Dear Listers:
Currently I am doing a research using a microarray data. I have two
questions and hope I can get some help from here:
1. I have a dataset like the following, in which V1 is geneid,
v3...are the fold changes of expression levels for different patients.
There are multiple probes for one gene, so there are multiple rows.
You can see from column V11 and V13, the fold changes are very
different. Is it very common in microarray data analysis? Generally
how to deal with that? I don't want to use a p-value or something like
threshold to discretize them in this step yet.
V1 V3 V5 V7 V9
V11 V13
-2147022884 3.967828 5.010724 3.356568 1.227882 1.481481
1.870871
-2147022884 -4.031250 -1.441341 -1.036145 -3.583333 -8.953125
-3.201117
-2147022884 -2.016835 -1.568063 -1.079279 -1.288172 -50.875421
-39.554974
here is the variance
> x2.var[2,]
Group.1 V3 V5 V7 V9 V11 V13
-2147022884 17.30989 14.15427 6.495755 5.791014 767.9342 510.5714
2. Is there any good reference on this kind of things? like online
materials or book.
thanks,
--
Weiwei Shi, Ph.D
Research Scientist
GeneGO, Inc.
"Did you always know?"
"No, I did not. But I believed..."
---Matrix III
Hi Weiwei,
I've removed the R-Help mailing, this question does not really concern
them (except for the subset who's already on the bioc list).
To answer your first question, it is somewhat common yes. The first
step
would be to ask yourself why you would be getting different values
here.
Could it be that some of the probes are not behaving properly in your
samples? If you have reasons to think that there is one probe which is
more representative, then you might want to only select that one (for
example by variance). If they represented different splice variants,
then you might want to keep all of them around. If you have such
diverging results, I do not think that averaging them would be a good
idea.
The strategy that we used at the beginning was to keep all probes, and
see which ones come up during differential expression or other
analyses.
Then you can compare the results to see how the different probes are
reacting and which ones make sense based on what you know of your
samples.
In our case, we have good reasons to think that lots of probes are
misbehaving, for example by looking at genes whose behaviors is known.
We often select the most variables as the representative one.
I do not have any references handy for this, maybe other people do.
Francois
On Mon, 2006-09-11 at 12:11 -0400, Weiwei Shi wrote:
> Dear Listers:
>
> Currently I am doing a research using a microarray data.

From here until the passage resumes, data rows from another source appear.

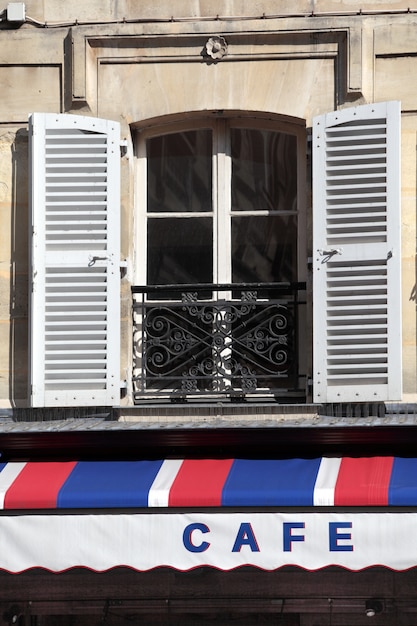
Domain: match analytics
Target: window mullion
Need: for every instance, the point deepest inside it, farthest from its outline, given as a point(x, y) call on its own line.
point(223, 203)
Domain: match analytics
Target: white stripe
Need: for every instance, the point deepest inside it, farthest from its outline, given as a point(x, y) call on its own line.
point(7, 476)
point(326, 482)
point(159, 491)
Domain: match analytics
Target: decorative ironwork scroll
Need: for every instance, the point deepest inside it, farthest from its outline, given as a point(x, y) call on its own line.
point(230, 347)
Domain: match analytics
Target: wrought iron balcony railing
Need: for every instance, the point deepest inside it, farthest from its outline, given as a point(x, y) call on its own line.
point(230, 340)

I have two
> questions and hope I can get some help from here:
>
> 1. I have a dataset like the following, in which V1 is geneid,
> v3...are the fold changes of expression levels for different
patients.
> There are multiple probes for one gene, so there are multiple rows.

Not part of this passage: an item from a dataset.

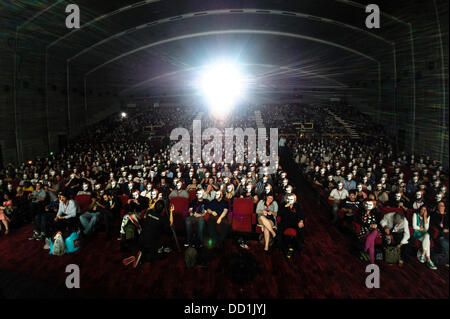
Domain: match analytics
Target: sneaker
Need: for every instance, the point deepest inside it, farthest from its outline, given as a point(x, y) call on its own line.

> You can see from column V11 and V13, the fold changes are very
> different. Is it very common in microarray data analysis? Generally
> how to deal with that? I don't want to use a p-value or something
like
> threshold to discretize them in this step yet.
>
> V1 V3 V5 V7 V9
> V11 V13
> -2147022884 3.967828 5.010724 3.356568 1.227882 1.481481
1.870871
> -2147022884 -4.031250 -1.441341 -1.036145 -3.583333 -8.953125
-3.201117
> -2147022884 -2.016835 -1.568063 -1.079279 -1.288172 -50.875421
-39.554974
>
> here is the variance
> > x2.var[2,]
> Group.1 V3 V5 V7 V9 V11 V13
> -2147022884 17.30989 14.15427 6.495755 5.791014 767.9342 510.5714
>
> 2. Is there any good reference on this kind of things? like online
> materials or book.
>
> thanks,
Dear Francois and others:
Thank you and I cc to r-help since I just tried to get more
suggestions. But I think keeping it at Bioconduct is totally fine with
me.
I am trying my idea on some pathway analysis and the data used here is
a real medical data for a disease with unclear mechanism. The probes
here are different-splices for one gene so I need to keep all of them
for my analysis. Currently I do not have knowledge to evaluate the
behaviors of the probes.
By "We often select the most variables as the representative one.", do
you mean "select the most samples or most probes"?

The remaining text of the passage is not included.